Considérant que si la COMPAGNIE MARTINIQUAISE DE TRANSPORTS fait valoir que la signature d’un avenant n°3 révèle le caractère imprécis du périmètre du contrat, il résulte de l’instruction que cet avenant a pour objet des prestations supplémentaires non prévues au contrat initial ; qu’il est, dès lors, sans incidence sur les conditions de mise en concurrence des candidats ; que, comme il vient d’être dit, il ne résulte pas de l’instruction que les irrégularités entachant la procédure d’attribution de la délégation de service public aient pu exercer une influence sur la désignation de la CFTU en qualité de délégataire ; que dès lors que la COMPAGNIE MARTINIQUAISE DE TRANSPORTS n’a pas été évincée irrégulièrement, elle ne peut prétendre qu’elle avait droit à être indemnisée de son manque à gagner ni même, à défaut, des frais de présentation de son offre ;

Considérant qu’il résulte de tout ce qui précède que la communauté d’agglomération de centre Martinique est fondée à soutenir que c’est à tort que, par le jugement attaqué, le tribunal administratif de Fort-de-France l’a condamnée à verser la somme de 100 000 euros à la COMPAGNIE MARTINIQUAISE DE TRANSPORTS ; qu’en revanche, la COMPAGNIE MARTINIQUAISE DE TRANSPORTS n’est pas fondée à soutenir que c’est à tort que le tribunal administratif de Fort-de-France a rejeté le surplus de sa demande ;

Sur l’application de l’article L.761-1 du code de justice administrative :

Considérant que les dispositions de l’article L.761-1 du code de justice administrative font obstacle à ce que soit mise à la charge de la communauté d’agglomération de centre Martinique, qui n’est pas dans la présente instance la partie perdante, la somme que demande la COMPAGNIE MARTINIQUAISE DE TRANSPORTS au titre des frais exposés et non compris dans les dépens ; qu’en application des même dispositions de l‘article L.761-1 du code de justice administrative, il y a lieu, dans les circonstances de l’espèce, de mettre à la charge de la COMPAGNIE MARTINIQUAISE DE TRANSPORTS la somme de 1 500 euros en remboursement des frais exposés par la communauté d’agglomération de centre Martinique non compris dans les dépens ;




DECIDE

Article 1er : Les articles 1 et 2 du jugement du 28 avril 2011 du tribunal administratif de Fort-de-France sont annulés.
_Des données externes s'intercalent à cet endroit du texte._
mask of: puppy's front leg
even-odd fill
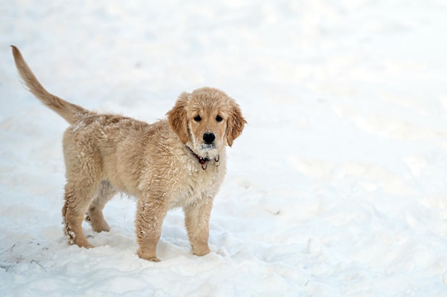
[[[213,207],[212,197],[204,197],[199,203],[184,208],[185,226],[193,249],[193,254],[205,256],[210,252],[209,217]]]
[[[140,199],[136,210],[136,239],[138,256],[146,260],[160,261],[156,256],[157,244],[161,235],[161,224],[166,214],[162,201]]]

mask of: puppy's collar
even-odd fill
[[[196,154],[194,152],[194,151],[192,150],[192,149],[191,147],[189,147],[188,145],[185,145],[185,146],[186,147],[186,148],[188,150],[189,150],[189,152],[191,152],[192,155],[196,157],[196,159],[197,159],[197,160],[199,160],[199,162],[202,166],[202,169],[204,170],[206,170],[206,168],[208,167],[208,162],[210,161],[210,159],[208,157],[201,157],[201,156],[199,156],[199,155]],[[219,155],[214,157],[214,162],[216,162],[216,167],[219,167],[219,165],[221,165],[221,162],[219,162],[219,160],[220,160],[220,157],[219,157]]]

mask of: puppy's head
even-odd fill
[[[212,88],[181,93],[167,115],[180,140],[204,157],[215,156],[224,145],[231,147],[246,123],[237,103]]]

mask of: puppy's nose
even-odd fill
[[[204,133],[204,141],[209,145],[214,141],[216,139],[216,135],[214,133]]]

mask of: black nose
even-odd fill
[[[204,134],[204,141],[208,144],[211,143],[216,139],[214,133],[205,133]]]

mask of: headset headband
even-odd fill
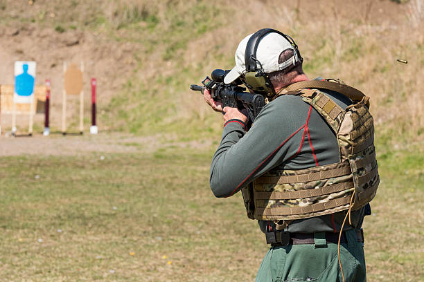
[[[260,39],[263,37],[265,35],[268,33],[275,32],[283,37],[287,41],[288,41],[293,48],[294,49],[294,56],[297,55],[299,57],[301,62],[303,60],[302,57],[300,55],[300,52],[297,48],[297,45],[294,43],[294,41],[292,37],[288,35],[285,35],[283,32],[279,32],[279,30],[272,29],[272,28],[262,28],[255,33],[253,34],[249,39],[247,41],[247,45],[246,46],[246,50],[245,52],[245,63],[246,64],[246,71],[254,71],[258,70],[258,67],[256,64],[256,50],[258,50],[258,46],[259,45],[259,41]]]

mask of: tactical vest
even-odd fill
[[[324,118],[337,136],[339,162],[301,170],[271,170],[258,178],[242,189],[249,218],[275,222],[307,218],[348,209],[351,202],[352,210],[356,210],[377,191],[380,178],[369,98],[346,84],[302,82],[292,84],[292,91],[285,89],[284,94],[300,95]],[[344,110],[318,89],[303,88],[314,86],[335,90],[353,104]]]

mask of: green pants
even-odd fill
[[[348,242],[340,244],[340,260],[346,282],[366,281],[364,244],[354,230],[346,232]],[[272,247],[258,271],[256,282],[343,281],[339,267],[337,244],[326,243],[316,234],[315,244]]]

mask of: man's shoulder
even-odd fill
[[[283,95],[271,101],[267,106],[288,110],[289,112],[294,112],[297,110],[307,108],[308,104],[299,95]]]

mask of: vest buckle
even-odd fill
[[[267,244],[279,244],[287,246],[290,243],[290,234],[287,231],[265,232]]]

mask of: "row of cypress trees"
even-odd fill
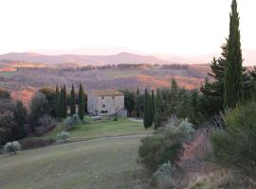
[[[66,88],[65,85],[61,86],[61,89],[58,85],[56,85],[55,90],[55,109],[56,109],[56,116],[59,118],[65,118],[67,116],[67,94],[66,94]],[[70,116],[73,116],[76,112],[76,93],[75,87],[72,84],[72,89],[70,92]],[[82,85],[80,84],[79,87],[79,117],[81,120],[83,120],[84,116],[84,91],[82,89]]]
[[[144,94],[144,115],[143,115],[143,122],[145,129],[150,128],[155,121],[155,106],[157,106],[157,104],[155,103],[155,91],[152,90],[150,94],[150,92],[148,92],[148,89],[146,89]]]
[[[213,82],[206,79],[201,92],[215,105],[213,112],[234,108],[238,103],[252,99],[256,94],[254,73],[243,67],[241,36],[237,2],[232,0],[229,15],[229,35],[222,48],[221,57],[211,62]]]

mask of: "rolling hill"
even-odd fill
[[[0,60],[5,61],[27,61],[45,63],[46,65],[75,63],[79,65],[101,65],[120,63],[168,63],[168,60],[154,56],[143,56],[121,52],[116,55],[87,56],[87,55],[41,55],[38,53],[8,53],[0,55]]]

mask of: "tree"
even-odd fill
[[[155,118],[155,91],[152,90],[151,92],[151,112],[152,112],[152,114],[151,114],[151,117],[152,117],[152,122],[154,122],[154,118]]]
[[[60,94],[60,112],[61,112],[61,117],[64,118],[64,88],[61,86],[61,94]]]
[[[55,114],[56,117],[62,117],[61,94],[58,85],[56,85],[55,89]]]
[[[237,2],[232,0],[229,15],[229,36],[228,57],[224,79],[224,107],[233,108],[244,100],[243,60],[239,30],[239,13]]]
[[[10,94],[9,91],[0,88],[0,99],[10,99]]]
[[[30,114],[28,117],[32,131],[34,131],[35,127],[38,126],[39,118],[46,114],[46,106],[47,100],[46,95],[41,92],[36,92],[30,101]]]
[[[79,117],[81,120],[84,117],[84,92],[82,84],[79,87]]]
[[[162,98],[162,94],[159,89],[156,90],[156,97],[155,97],[155,112],[154,117],[154,127],[155,129],[161,127],[163,122],[165,122],[166,116],[164,113],[164,102]]]
[[[125,90],[124,94],[124,107],[128,111],[128,116],[131,116],[131,112],[135,110],[136,96],[133,92]]]
[[[20,140],[27,136],[25,125],[27,119],[27,111],[23,105],[22,101],[16,101],[15,109],[13,110],[13,115],[17,127],[12,129],[12,136],[14,140]]]
[[[178,86],[175,78],[171,80],[171,89],[167,92],[167,110],[166,112],[170,114],[175,114],[175,109],[178,103]]]
[[[76,94],[75,94],[75,87],[72,84],[71,94],[70,94],[70,115],[76,113]]]
[[[137,93],[136,93],[136,115],[137,118],[140,117],[141,112],[143,112],[143,94],[139,94],[139,88],[137,88]]]
[[[46,95],[46,99],[47,100],[47,106],[46,107],[46,114],[55,117],[55,101],[56,101],[56,91],[53,88],[44,87],[39,90],[42,94]]]
[[[148,94],[148,89],[145,89],[145,94],[144,94],[144,116],[143,116],[143,123],[144,123],[144,128],[148,129],[151,127],[151,99],[150,95]]]
[[[0,113],[0,146],[12,141],[12,130],[17,127],[13,112],[6,111]]]
[[[67,115],[67,95],[66,95],[66,89],[65,89],[65,85],[64,85],[64,88],[63,88],[64,92],[63,92],[63,113],[64,113],[64,118],[66,117]]]

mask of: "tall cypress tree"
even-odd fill
[[[79,86],[79,117],[83,120],[84,117],[84,92],[82,84]]]
[[[61,94],[60,94],[60,89],[59,86],[56,85],[56,89],[55,89],[55,114],[56,117],[61,117],[62,116],[62,105],[61,105]]]
[[[156,90],[156,97],[155,97],[155,112],[154,117],[154,128],[156,129],[157,128],[162,126],[162,123],[166,121],[166,116],[164,115],[164,103],[162,94],[159,89]]]
[[[240,43],[239,13],[237,2],[232,0],[229,15],[229,36],[228,41],[228,58],[224,79],[224,107],[234,107],[244,100],[243,60]]]
[[[67,96],[66,96],[66,89],[65,89],[65,85],[64,85],[64,93],[63,93],[63,100],[64,100],[64,104],[63,104],[63,110],[64,110],[64,118],[66,117],[67,115]]]
[[[153,124],[153,110],[152,110],[152,96],[150,93],[148,93],[148,117],[149,117],[149,128]]]
[[[64,117],[64,88],[63,86],[61,86],[61,94],[60,94],[60,113],[61,113],[61,117]]]
[[[151,114],[151,117],[152,117],[152,122],[154,123],[154,118],[155,118],[155,91],[152,90],[151,92],[151,109],[152,109],[152,114]]]
[[[139,88],[137,87],[136,93],[136,114],[137,118],[140,115],[139,97]]]
[[[144,116],[143,116],[143,123],[144,123],[144,128],[148,129],[150,128],[150,104],[149,104],[149,94],[148,94],[148,89],[145,89],[145,94],[144,94]]]
[[[73,114],[76,113],[76,94],[75,94],[75,87],[72,84],[72,89],[70,93],[70,115],[73,116]]]

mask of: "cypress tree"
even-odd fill
[[[63,104],[63,110],[64,110],[64,118],[66,117],[67,115],[67,96],[66,96],[66,89],[65,89],[65,85],[64,85],[64,93],[63,93],[63,100],[64,100],[64,104]]]
[[[151,92],[151,101],[152,101],[152,103],[151,103],[151,105],[152,105],[152,115],[151,115],[151,117],[152,117],[152,122],[154,123],[154,118],[155,118],[155,91],[154,90],[152,90],[152,92]]]
[[[144,116],[143,116],[143,123],[144,128],[148,129],[150,127],[150,104],[149,104],[149,94],[148,94],[148,89],[145,89],[144,94]]]
[[[61,94],[60,94],[60,112],[61,117],[64,117],[64,88],[61,86]]]
[[[163,98],[159,89],[156,90],[156,97],[155,97],[155,112],[154,117],[154,127],[155,129],[161,127],[162,123],[166,121],[164,115],[164,105]]]
[[[138,118],[140,115],[140,109],[139,109],[139,88],[137,88],[137,93],[136,93],[136,114],[137,117]]]
[[[82,84],[79,86],[79,117],[81,120],[84,117],[84,92]]]
[[[72,84],[71,94],[70,94],[70,115],[76,113],[76,94],[75,94],[75,87]]]
[[[238,102],[244,100],[243,60],[239,30],[240,18],[236,0],[232,0],[229,18],[228,58],[224,80],[224,108],[232,108]]]
[[[148,117],[149,117],[149,128],[153,124],[153,110],[152,110],[152,96],[150,93],[148,93]]]
[[[55,114],[56,117],[61,117],[62,113],[61,113],[61,100],[60,100],[60,89],[59,86],[56,85],[56,89],[55,89]]]

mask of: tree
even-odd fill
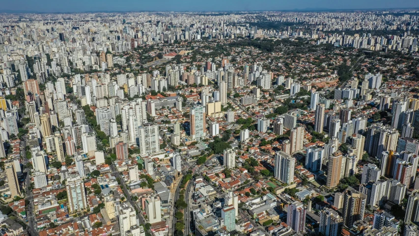
[[[174,214],[174,216],[178,220],[181,220],[183,219],[183,213],[180,211],[176,211]]]

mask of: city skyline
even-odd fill
[[[262,0],[258,2],[236,0],[221,1],[216,0],[210,3],[196,3],[190,0],[181,2],[174,2],[164,0],[157,4],[154,2],[140,2],[132,0],[124,1],[125,4],[112,4],[112,1],[89,1],[88,2],[76,0],[71,2],[61,2],[59,4],[49,0],[42,0],[36,2],[27,0],[18,0],[13,2],[4,2],[1,13],[84,13],[84,12],[126,12],[141,11],[192,11],[192,12],[223,12],[223,11],[335,11],[339,10],[366,10],[386,9],[406,9],[419,8],[417,1],[409,0],[403,2],[381,1],[377,6],[375,1],[352,1],[343,2],[329,0],[313,1],[306,0],[299,1],[274,1]],[[52,4],[52,3],[54,4]],[[80,4],[77,4],[77,3]],[[100,4],[99,4],[100,3]],[[302,7],[304,6],[304,7]]]

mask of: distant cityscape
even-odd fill
[[[321,10],[3,11],[0,233],[419,235],[419,9]]]

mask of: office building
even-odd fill
[[[311,93],[311,97],[310,102],[310,110],[311,111],[316,111],[317,103],[319,103],[320,99],[320,94],[319,92],[314,92]]]
[[[380,176],[381,171],[377,166],[371,163],[364,165],[361,184],[366,184],[369,181],[375,182],[380,178]]]
[[[151,123],[144,123],[138,128],[140,149],[141,155],[150,155],[160,150],[159,126]]]
[[[128,159],[128,148],[127,144],[119,142],[115,145],[115,153],[116,159],[120,161],[124,161]]]
[[[343,156],[340,151],[331,153],[327,163],[327,181],[326,186],[328,188],[334,188],[337,186],[340,180],[342,160]]]
[[[294,153],[303,149],[304,145],[304,127],[299,126],[291,130],[290,142],[291,143],[291,153]]]
[[[249,137],[249,129],[246,129],[240,130],[240,142],[243,142]]]
[[[145,213],[150,224],[162,221],[160,198],[152,196],[145,199]]]
[[[173,164],[173,168],[175,170],[179,172],[182,172],[182,157],[180,153],[177,151],[173,153],[172,163]]]
[[[223,166],[227,169],[234,168],[236,167],[236,153],[232,148],[224,150]]]
[[[316,114],[314,117],[314,131],[317,133],[323,132],[323,123],[324,122],[324,104],[319,103],[316,107]]]
[[[325,236],[340,235],[343,226],[343,219],[337,212],[332,209],[325,208],[320,210],[320,216],[319,233]]]
[[[191,136],[196,142],[199,142],[205,139],[206,135],[205,113],[202,106],[195,106],[191,109]]]
[[[233,205],[224,206],[221,210],[221,218],[225,229],[229,232],[236,229],[236,209]]]
[[[65,188],[67,190],[68,211],[73,213],[83,210],[87,206],[84,183],[80,177],[70,177],[66,179]]]
[[[295,159],[291,155],[278,151],[275,156],[274,176],[288,184],[294,182],[294,167]]]
[[[57,153],[57,160],[60,162],[64,161],[65,160],[65,156],[64,154],[62,140],[61,139],[61,134],[60,134],[58,131],[56,131],[54,133],[54,144],[56,148],[55,150]]]
[[[305,231],[306,211],[301,202],[294,202],[288,205],[286,224],[297,233]]]
[[[33,175],[35,188],[41,188],[48,185],[47,176],[43,172],[35,172]]]
[[[350,229],[354,222],[363,219],[366,205],[366,196],[348,187],[343,193],[342,218],[345,225]]]
[[[14,198],[20,196],[20,187],[16,173],[16,168],[13,161],[8,161],[4,163],[4,171],[7,178],[9,189],[10,191],[10,198]]]
[[[257,119],[257,131],[266,133],[269,127],[270,120],[267,118],[259,118]]]
[[[307,148],[306,154],[306,168],[311,172],[320,170],[324,149],[314,147]]]

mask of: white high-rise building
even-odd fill
[[[364,165],[361,184],[366,184],[369,181],[375,182],[380,178],[380,176],[381,171],[377,166],[371,163]]]
[[[173,153],[173,158],[172,159],[173,163],[173,168],[178,172],[182,172],[182,156],[180,153],[175,151]]]
[[[288,205],[286,224],[297,233],[305,231],[307,209],[301,202]]]
[[[78,156],[75,158],[76,161],[76,169],[77,172],[79,172],[79,175],[81,177],[84,178],[86,176],[84,174],[84,163],[83,162],[83,160],[82,159],[82,156]]]
[[[275,156],[274,175],[277,179],[288,184],[294,182],[295,159],[291,155],[278,151]]]
[[[269,127],[270,120],[267,118],[259,118],[257,119],[257,131],[266,133]]]
[[[343,225],[342,217],[336,211],[328,208],[321,210],[320,214],[319,233],[325,236],[340,235]]]
[[[150,224],[162,221],[160,198],[152,196],[145,199],[145,213]]]
[[[135,209],[124,205],[119,209],[118,218],[121,236],[145,236],[144,227],[138,226]]]
[[[47,157],[44,155],[44,152],[39,151],[34,154],[35,155],[32,157],[32,164],[33,166],[33,170],[36,172],[39,172],[47,174],[47,165],[45,163],[45,158]]]
[[[140,150],[141,155],[155,153],[160,150],[159,126],[151,123],[138,127]]]
[[[84,183],[79,176],[71,177],[66,180],[65,188],[68,199],[70,213],[83,210],[87,206]]]
[[[42,172],[35,172],[33,175],[33,182],[35,183],[35,188],[41,188],[48,186],[47,176]]]
[[[224,150],[224,166],[227,169],[236,167],[236,152],[232,148]]]
[[[319,103],[320,99],[320,94],[319,92],[314,92],[311,93],[311,99],[310,102],[310,110],[311,111],[315,111],[317,107],[317,103]]]
[[[249,137],[249,129],[240,130],[240,142],[243,142]]]
[[[220,82],[220,101],[221,105],[227,103],[227,82],[223,81]]]

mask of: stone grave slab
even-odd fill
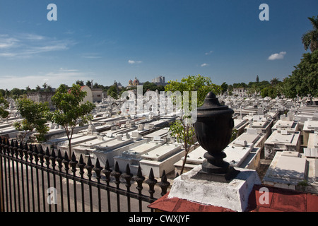
[[[271,172],[271,176],[284,179],[306,179],[307,161],[305,158],[281,156]]]

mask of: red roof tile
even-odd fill
[[[264,191],[268,194],[265,194]],[[233,210],[187,200],[168,198],[166,194],[148,206],[166,212],[228,212]],[[318,196],[264,185],[255,185],[249,197],[250,212],[318,212]]]

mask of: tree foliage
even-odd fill
[[[9,112],[6,109],[9,107],[8,101],[2,96],[2,93],[0,93],[0,118],[6,118]]]
[[[44,135],[49,131],[46,125],[49,111],[48,103],[36,102],[22,97],[16,100],[16,106],[23,119],[16,121],[13,126],[18,131],[24,131],[22,140],[27,134],[36,131],[38,141],[43,141]]]
[[[313,30],[305,33],[302,37],[302,44],[305,50],[310,49],[312,52],[318,49],[318,16],[309,17],[308,20],[312,25]]]
[[[176,81],[170,81],[165,87],[165,91],[171,91],[172,93],[179,91],[182,95],[184,91],[189,92],[189,109],[192,110],[192,97],[191,91],[196,91],[196,106],[200,107],[204,102],[205,97],[208,92],[212,91],[216,94],[220,93],[221,88],[220,85],[212,83],[211,78],[204,77],[201,75],[187,76],[186,78],[181,79],[179,82]],[[182,102],[183,105],[183,102]],[[192,124],[186,123],[186,119],[189,117],[186,114],[182,115],[179,120],[176,120],[170,127],[172,136],[176,136],[178,141],[182,143],[184,152],[184,160],[183,161],[181,174],[183,173],[184,165],[187,161],[187,157],[192,145],[194,145],[195,133],[194,128]]]
[[[283,92],[291,98],[297,95],[318,96],[318,49],[302,54],[300,63],[295,67],[292,75],[284,79]]]
[[[60,85],[52,97],[56,110],[50,112],[49,118],[52,122],[64,128],[69,140],[69,155],[71,154],[71,141],[75,127],[87,124],[92,119],[89,114],[95,107],[88,101],[82,102],[86,95],[86,92],[82,91],[81,85],[73,84],[69,90]]]

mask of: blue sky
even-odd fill
[[[269,21],[259,19],[263,3]],[[301,37],[317,8],[317,0],[2,0],[0,88],[196,74],[218,85],[281,80],[306,52]]]

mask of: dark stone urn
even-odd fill
[[[197,109],[194,129],[199,143],[207,150],[201,171],[203,175],[198,177],[206,177],[207,174],[211,180],[228,182],[239,172],[223,160],[226,154],[223,150],[230,141],[234,127],[233,113],[228,106],[221,105],[212,92]]]

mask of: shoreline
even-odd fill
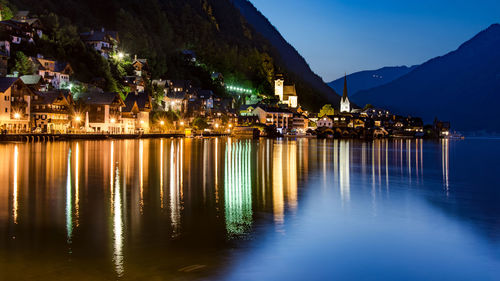
[[[54,141],[71,141],[71,140],[124,140],[124,139],[159,139],[159,138],[211,138],[211,137],[234,137],[234,138],[250,138],[249,136],[232,136],[230,134],[202,134],[186,136],[183,133],[151,133],[151,134],[6,134],[0,135],[0,143],[2,142],[54,142]],[[352,139],[352,140],[376,140],[376,139],[433,139],[424,137],[400,137],[388,136],[384,138],[318,138],[313,135],[284,135],[279,137],[266,137],[259,138],[271,139]],[[441,139],[441,138],[439,138]],[[450,138],[452,139],[452,138]]]

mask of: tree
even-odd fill
[[[30,75],[34,72],[33,63],[23,52],[17,52],[16,54],[14,71],[19,72],[21,75]]]
[[[323,117],[325,115],[334,115],[335,110],[333,110],[333,107],[331,104],[325,104],[321,110],[319,111],[318,117]]]

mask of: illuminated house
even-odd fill
[[[35,35],[38,38],[42,37],[41,21],[37,18],[29,18],[28,15],[28,11],[19,11],[14,18],[0,21],[0,30],[10,37],[11,43],[34,43]]]
[[[142,77],[148,76],[148,60],[138,59],[137,55],[134,56],[134,61],[132,61],[132,66],[134,67],[135,76]]]
[[[316,122],[318,128],[332,128],[333,127],[333,116],[323,116]]]
[[[163,96],[163,108],[165,111],[184,112],[187,108],[186,92],[169,92]]]
[[[31,98],[31,128],[43,133],[66,133],[71,126],[73,97],[68,90],[34,92]]]
[[[344,93],[342,94],[342,98],[340,99],[340,112],[351,112],[351,102],[347,97],[347,75],[344,77]]]
[[[280,133],[293,128],[293,112],[287,109],[259,105],[253,110],[253,115],[259,118],[260,123],[275,126]]]
[[[86,105],[85,129],[97,133],[124,133],[121,122],[122,108],[125,103],[118,93],[91,91],[80,94],[76,100]],[[83,114],[83,113],[82,113]]]
[[[297,108],[299,106],[295,85],[285,85],[283,75],[277,75],[274,80],[274,95],[278,96],[281,104]]]
[[[309,119],[307,119],[307,117],[305,117],[302,114],[294,113],[292,121],[293,121],[292,123],[293,130],[296,133],[305,134],[307,128],[309,127]]]
[[[47,84],[40,75],[23,75],[20,78],[32,91],[47,91]]]
[[[0,129],[28,132],[31,90],[20,78],[0,78]]]
[[[31,58],[31,60],[38,69],[38,75],[54,88],[60,89],[62,85],[69,84],[73,75],[73,68],[69,63],[45,58]]]
[[[122,119],[133,119],[134,131],[149,131],[149,113],[153,109],[151,96],[141,92],[129,93],[125,99],[125,107],[122,110]],[[124,122],[125,123],[125,122]],[[130,122],[128,123],[130,124]],[[125,133],[130,132],[130,126],[125,126]]]
[[[104,27],[100,31],[91,30],[80,34],[82,41],[94,48],[103,57],[109,59],[111,53],[116,52],[118,43],[118,32],[105,30]]]

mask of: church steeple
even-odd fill
[[[344,76],[344,93],[342,94],[342,98],[340,99],[340,112],[350,112],[351,111],[351,103],[349,102],[349,98],[347,97],[347,73]]]

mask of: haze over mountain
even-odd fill
[[[377,70],[366,70],[347,75],[347,89],[350,97],[354,97],[359,91],[368,90],[392,82],[399,77],[409,73],[416,66],[394,66],[383,67]],[[337,93],[344,90],[344,77],[328,83]]]
[[[386,85],[352,97],[400,114],[449,120],[463,131],[500,132],[500,25],[493,24],[456,51],[429,60]]]
[[[252,3],[248,0],[231,1],[240,10],[248,23],[269,40],[273,47],[278,50],[280,60],[287,69],[311,84],[315,90],[327,97],[333,104],[337,105],[340,102],[340,96],[332,91],[323,79],[311,70],[310,66],[299,52],[283,38],[280,32]]]

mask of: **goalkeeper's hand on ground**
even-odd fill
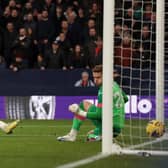
[[[80,115],[82,117],[86,117],[87,116],[87,112],[83,111],[79,108],[78,104],[71,104],[68,107],[69,111],[71,111],[74,114]]]
[[[74,114],[77,114],[79,112],[79,106],[78,104],[71,104],[68,107],[69,111],[71,111]]]

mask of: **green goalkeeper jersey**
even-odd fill
[[[124,105],[128,101],[128,97],[121,90],[119,85],[113,83],[113,126],[116,128],[123,128],[125,121]],[[102,86],[98,91],[98,105],[96,111],[91,111],[92,108],[87,113],[87,118],[89,119],[101,119],[102,118]]]

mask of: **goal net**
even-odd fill
[[[162,116],[162,111],[156,110],[162,109],[159,108],[162,103],[164,103],[164,118],[161,120],[164,120],[166,131],[168,128],[168,44],[165,33],[164,65],[161,65],[162,62],[158,61],[156,52],[157,45],[161,45],[157,40],[162,38],[156,29],[156,23],[159,21],[156,20],[156,14],[160,12],[157,11],[157,2],[156,0],[115,1],[114,69],[119,74],[115,80],[127,93],[129,102],[125,105],[125,128],[114,142],[124,149],[124,153],[168,155],[167,133],[159,138],[149,137],[146,133],[147,123]],[[165,2],[165,19],[167,9],[168,2]],[[159,15],[164,18],[162,12]],[[162,53],[160,57],[161,55]],[[163,70],[163,66],[164,72],[157,72],[159,69]],[[156,78],[157,73],[159,78]],[[159,80],[162,77],[164,82]],[[156,99],[156,86],[164,90],[162,102],[161,97]]]

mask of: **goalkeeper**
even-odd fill
[[[19,120],[13,121],[11,123],[5,123],[4,121],[0,121],[0,129],[4,131],[6,134],[12,133],[13,129],[18,125]]]
[[[77,133],[83,121],[87,118],[95,125],[95,129],[87,135],[87,141],[100,141],[102,135],[102,65],[97,65],[92,70],[96,86],[99,86],[98,105],[95,106],[90,102],[83,101],[79,105],[72,104],[69,110],[74,113],[73,124],[70,132],[62,137],[59,141],[75,141]],[[118,136],[124,127],[125,113],[124,105],[128,101],[126,94],[120,89],[119,85],[113,83],[113,131],[114,137]]]

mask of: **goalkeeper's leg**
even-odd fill
[[[12,133],[13,129],[18,125],[19,120],[13,121],[11,123],[5,123],[0,121],[0,129],[2,129],[6,134]]]
[[[83,102],[81,102],[79,104],[79,108],[81,110],[85,110]],[[73,118],[72,128],[71,128],[70,132],[65,136],[58,137],[57,140],[58,141],[72,141],[72,142],[75,141],[76,137],[77,137],[77,134],[78,134],[78,131],[80,130],[80,127],[83,124],[84,120],[85,120],[84,117],[81,117],[81,116],[75,114],[74,118]]]

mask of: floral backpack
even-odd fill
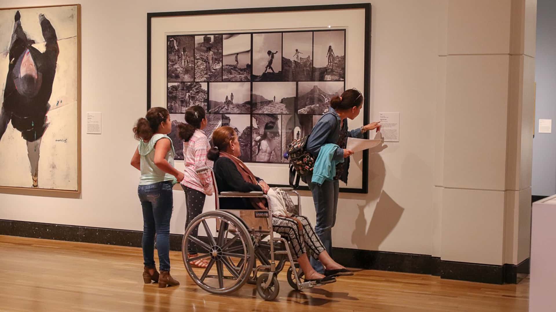
[[[329,113],[331,113],[326,114]],[[310,135],[292,141],[287,145],[287,150],[284,155],[285,158],[290,159],[290,185],[294,189],[299,187],[299,180],[301,177],[312,173],[315,167],[316,159],[307,150],[307,142]]]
Article 2 : La requête présentée par la COMPAGNIE MARTINIQUAISE DE TRANSPORTS et sa demande devant le tribunal administratif de Fort-de-France sont rejetées.

Article 3 : La COMPAGNIE MARTINIQUAISE DE TRANSPORTS versera à la communauté d’agglomération de centre Martinique la somme de 1 500 euros au titre de l’article L.761-1 du code de justice administrative.